D’accordo, l’Italia non è l’America. Così come la Silicon Valley non è un campione troppo rappresentativo degli Stati Uniti. Però se parliamo di gig economy non è nemmeno più tanto una questione d’Italia, bensì d’Europa. E fuori dai nostri confini, in Francia e Germania soprattutto, le percentuali americane non sono mica poi il miraggio che sembrano. Ci sono dunque buone ragioni per credere che il Coronavirus possa soffiare sul fuoco della gig economy, tanto da raddoppiare le cifre anche da noi.

La resilienza applicata al lavoro

Ma cosa vuol dire, per chi è alla ricerca attiva di lavoro, considerare la gig economy un’opportunità? Prima di tutto, imparare a riconoscere le oscillazioni del mercato. Intuire nuove traiettorie. Provare a sondarle. Essere disposti a fallire. Ricominciare da capo. Per questo è sempre una buona idea, per un candidato ambizioso, costruire un percorso di resilienza, individuare competenze ed esperienze che possano diventare determinanti in caso di choc del mercato.

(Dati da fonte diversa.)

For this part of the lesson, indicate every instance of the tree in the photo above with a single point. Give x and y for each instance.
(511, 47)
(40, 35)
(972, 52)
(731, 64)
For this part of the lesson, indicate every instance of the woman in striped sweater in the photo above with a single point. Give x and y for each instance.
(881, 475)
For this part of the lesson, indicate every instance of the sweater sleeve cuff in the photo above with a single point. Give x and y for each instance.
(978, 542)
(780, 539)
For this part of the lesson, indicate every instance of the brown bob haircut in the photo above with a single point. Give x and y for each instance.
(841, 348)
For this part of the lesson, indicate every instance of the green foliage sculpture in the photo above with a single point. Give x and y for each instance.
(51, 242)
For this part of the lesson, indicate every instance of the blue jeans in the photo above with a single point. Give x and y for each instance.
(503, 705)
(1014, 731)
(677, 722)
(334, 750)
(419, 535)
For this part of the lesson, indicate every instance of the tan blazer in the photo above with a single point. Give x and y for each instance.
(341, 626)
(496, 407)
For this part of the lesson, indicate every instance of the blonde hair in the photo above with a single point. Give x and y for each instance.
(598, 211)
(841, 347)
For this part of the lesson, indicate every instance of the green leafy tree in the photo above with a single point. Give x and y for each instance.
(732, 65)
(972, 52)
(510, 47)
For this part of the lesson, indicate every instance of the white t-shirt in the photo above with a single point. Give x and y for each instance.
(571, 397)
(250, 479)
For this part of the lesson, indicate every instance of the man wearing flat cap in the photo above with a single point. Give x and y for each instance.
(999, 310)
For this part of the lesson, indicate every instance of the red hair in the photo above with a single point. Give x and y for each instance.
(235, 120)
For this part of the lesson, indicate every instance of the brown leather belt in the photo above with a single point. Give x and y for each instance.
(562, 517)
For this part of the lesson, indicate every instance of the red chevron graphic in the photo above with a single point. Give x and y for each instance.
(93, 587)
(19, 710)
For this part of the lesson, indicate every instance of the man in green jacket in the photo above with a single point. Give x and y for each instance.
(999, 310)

 Chiaro che i lavoratori dovranno fare di tutto per disegnarsi un profilo professionale trasversale, in cui competenza deve fare rima sempre anche con affidabilità. Lavorare sulla qualificazione professionale, sulla rete di relazioni, sui network on e offline. Ma non solo. Dovranno fare anche uno scatto in più, probabilmente l’ultimo: cambiare alla radice la propria idea di lavoro. Che vuol dire molte cose. Ad esempio:

  • investire sulla formazione continua
  • monitorare i “competitor”
  • scovare nuove opportunità di business
  • prepararsi ai cambiamenti repentini

Per riuscire in un’impresa simile, sarà necessario considerare la propria carriera più come un business che come un’occupazione “classica”.

Dalle università la spinta ai “self made employee”

Chiaro che uno scenario di questo tipo è inimmaginabile senza il supporto delle università. E ancora una volta sono gli USA a venirci in soccorso per aiutarci a capire di cosa parliamo. Qui le università più illuminate hanno creato delle app apposite per i propri studenti. Piattaforme che raccolgono opportunità a breve termine da offrire ai candidati in cerca di primo impiego. 

Dentro queste app, di fatto prototipi in miniatura delle classiche job board, c’è davvero di tutto. Come: 

  • rastrellare le foglie nei cortili delle onlus
  • fornire assistenza negli studi di ricerca medica
  • sviluppo di siti web

Ci risiamo: sembra il racconto di uno scenario fantascientifico, ma è solo un esempio di ciò che, presto o tardi, il butterfly effect del Coronavirus potrebbe portare anche qua. Insieme a un dettaglio non proprio trascurabile: il segreto del successo starà nella capacità di trovare agevolmente lavoro, non soltanto un buon posto di lavoro.